Over the years, the Chinese consumers’ interest to and appreciation for wine has grown, giving opportunities to foreign exporters. Wine is not only bought as gifts or consumed by the wealthy. Many have access to good quality vintages and have shifted from drinking local alcohols like baijiu.
Selling wine in China involves a strict process. Exporters need to follow regulations set by Customs, learn the local standards and understand the exporting process. Moreover, determining the preferred taste and style of consumers serves is a big challenge for businesses.
Targeting Market Niche
China is a huge market. While there is a big demand for wine in first-tier cities like Beijing, Shanghai, Guangzhou and Shenzhen, competition among retailers is high. Meanwhile, the demand is not as big in smaller and regional cities, but competition is generally lower. This offers more untapped opportunities for businesses.
Wine taste may also vary by region. It is important to consider what the consumers want in a specific market. Recent research indicates that Chinese drinkers prefer fruity wines with lower tannin. Aromatic white wines are also showing big growth potential, while sparkling wines (the sweeter varieties) are becoming increasingly popular.
Before exporting any consumable products into China, it is necessary to study the regulations and local standards to avoid problems. The General Administration of Quality Supervision, Inspection and Quarantine (AQSIQ) has set regulations that businesses must pass before their wine products can enter the market. They must likewise pass the Guobiao (GB) standards.
Other regulations related to exporting wine to China include the Food Safety Law of the People’s Republic of China (2015), the National People’s Congress (2015), the President Order 22 (2015) for advertisement, the SAIC: Measure for Administration of Special Signs of Geographical indication products and the Trademark Law of China.
The Exporting Process
Businesses planning to sell wine in the Chinese market must follow the necessary steps. First, they need to find and sign an agreement with a local importer who will handle product registrations with the State Certification and Accreditation Administration (CAA) and the AQSIQ. Before the wine shipment, they must also register the label and send a number of documents to the China Inspection and Quarantine (CIQ) for review.

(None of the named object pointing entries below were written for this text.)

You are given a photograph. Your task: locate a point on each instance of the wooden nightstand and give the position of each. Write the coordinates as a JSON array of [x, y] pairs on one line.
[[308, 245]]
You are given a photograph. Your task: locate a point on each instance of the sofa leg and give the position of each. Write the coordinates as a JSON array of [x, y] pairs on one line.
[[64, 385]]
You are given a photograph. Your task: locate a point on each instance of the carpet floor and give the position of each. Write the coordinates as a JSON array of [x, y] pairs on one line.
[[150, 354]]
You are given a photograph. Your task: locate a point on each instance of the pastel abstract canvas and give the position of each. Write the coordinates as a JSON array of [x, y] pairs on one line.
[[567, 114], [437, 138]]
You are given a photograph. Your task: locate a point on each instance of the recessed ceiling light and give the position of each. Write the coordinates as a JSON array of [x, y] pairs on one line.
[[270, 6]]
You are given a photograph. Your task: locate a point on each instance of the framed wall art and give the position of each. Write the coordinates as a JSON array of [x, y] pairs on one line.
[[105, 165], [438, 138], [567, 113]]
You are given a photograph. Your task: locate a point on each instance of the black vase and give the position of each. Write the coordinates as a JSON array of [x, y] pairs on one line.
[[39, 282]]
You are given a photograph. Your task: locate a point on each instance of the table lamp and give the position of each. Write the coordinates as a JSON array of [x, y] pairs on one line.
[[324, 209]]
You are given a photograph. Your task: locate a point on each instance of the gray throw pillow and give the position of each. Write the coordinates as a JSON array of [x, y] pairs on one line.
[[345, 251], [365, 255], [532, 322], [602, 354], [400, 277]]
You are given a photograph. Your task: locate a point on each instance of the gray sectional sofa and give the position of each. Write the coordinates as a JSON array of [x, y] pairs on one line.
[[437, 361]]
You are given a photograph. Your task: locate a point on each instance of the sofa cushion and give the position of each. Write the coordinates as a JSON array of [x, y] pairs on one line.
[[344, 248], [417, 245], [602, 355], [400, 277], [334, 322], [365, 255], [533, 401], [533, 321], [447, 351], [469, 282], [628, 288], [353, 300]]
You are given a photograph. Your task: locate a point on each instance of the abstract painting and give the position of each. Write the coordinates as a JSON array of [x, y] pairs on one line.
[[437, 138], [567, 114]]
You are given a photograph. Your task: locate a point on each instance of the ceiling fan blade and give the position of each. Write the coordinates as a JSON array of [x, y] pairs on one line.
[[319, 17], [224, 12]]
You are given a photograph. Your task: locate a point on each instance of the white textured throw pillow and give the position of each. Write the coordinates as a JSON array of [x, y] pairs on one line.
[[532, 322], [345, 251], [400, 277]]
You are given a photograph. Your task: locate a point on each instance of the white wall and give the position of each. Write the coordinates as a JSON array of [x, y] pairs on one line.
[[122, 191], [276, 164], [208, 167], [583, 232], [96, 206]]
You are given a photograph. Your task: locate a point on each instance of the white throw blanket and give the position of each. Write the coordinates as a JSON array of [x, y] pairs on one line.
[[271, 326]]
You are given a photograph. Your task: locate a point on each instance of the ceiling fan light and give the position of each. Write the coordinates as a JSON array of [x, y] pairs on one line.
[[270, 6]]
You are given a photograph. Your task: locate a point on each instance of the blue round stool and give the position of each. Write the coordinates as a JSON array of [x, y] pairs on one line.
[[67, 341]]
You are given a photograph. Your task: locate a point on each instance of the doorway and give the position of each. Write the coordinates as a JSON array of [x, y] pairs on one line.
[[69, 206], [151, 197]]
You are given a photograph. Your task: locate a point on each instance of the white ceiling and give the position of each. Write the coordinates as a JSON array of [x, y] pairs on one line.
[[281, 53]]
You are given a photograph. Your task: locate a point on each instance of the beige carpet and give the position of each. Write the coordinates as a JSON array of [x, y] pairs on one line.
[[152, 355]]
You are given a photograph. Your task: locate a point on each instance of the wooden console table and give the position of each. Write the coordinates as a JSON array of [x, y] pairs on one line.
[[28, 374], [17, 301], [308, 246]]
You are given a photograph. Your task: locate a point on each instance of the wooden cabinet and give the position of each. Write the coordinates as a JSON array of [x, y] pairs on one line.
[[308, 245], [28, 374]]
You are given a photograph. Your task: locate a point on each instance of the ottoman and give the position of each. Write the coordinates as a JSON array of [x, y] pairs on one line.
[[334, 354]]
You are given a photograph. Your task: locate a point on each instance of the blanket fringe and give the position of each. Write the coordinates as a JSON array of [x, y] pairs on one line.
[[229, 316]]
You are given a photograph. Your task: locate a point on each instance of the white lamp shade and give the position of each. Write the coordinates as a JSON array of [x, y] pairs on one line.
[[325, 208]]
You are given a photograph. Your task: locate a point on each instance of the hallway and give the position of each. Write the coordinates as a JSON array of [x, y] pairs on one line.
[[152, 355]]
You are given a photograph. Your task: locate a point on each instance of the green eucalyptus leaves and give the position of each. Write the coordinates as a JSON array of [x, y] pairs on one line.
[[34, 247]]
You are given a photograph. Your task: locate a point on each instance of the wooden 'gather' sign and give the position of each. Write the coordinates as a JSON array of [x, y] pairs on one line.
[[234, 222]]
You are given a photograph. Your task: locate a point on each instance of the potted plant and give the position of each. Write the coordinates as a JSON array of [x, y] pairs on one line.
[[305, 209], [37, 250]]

Once the goods arrive in China, the local importer must declare them at the nearest CIQ office. A certificate of approval will be released once the shipment is deemed to follow local standards. Imported wines must also undergo product testing to analyze levels of metals and mineral, as well as vitamins.
Import Taxes and Tariffs
China’s General Administration of Customs administers tariffs on most imports, which cover packing charges, freight, insurance premiums and other service charges incurred prior to the unloading of the goods at the place of destination.
For wine imports, there are three different taxes – value added tax VAT (17%), customs duty (14%) and excise tax (10%). Those countries that have Free Trade Agreements with China no longer need to pay customs duty in the future. Import tariffs for Australian wines, for instance, have been reduced to zero starting January of this year
China’s wine market has shown remarkable grown in the past years and is expected to continue to do so in the future. While businesses planning to enter this market have a number of considerations to make and regulations to follow, doing so will only give them competitive advantages and prevent serious setbacks in the long run.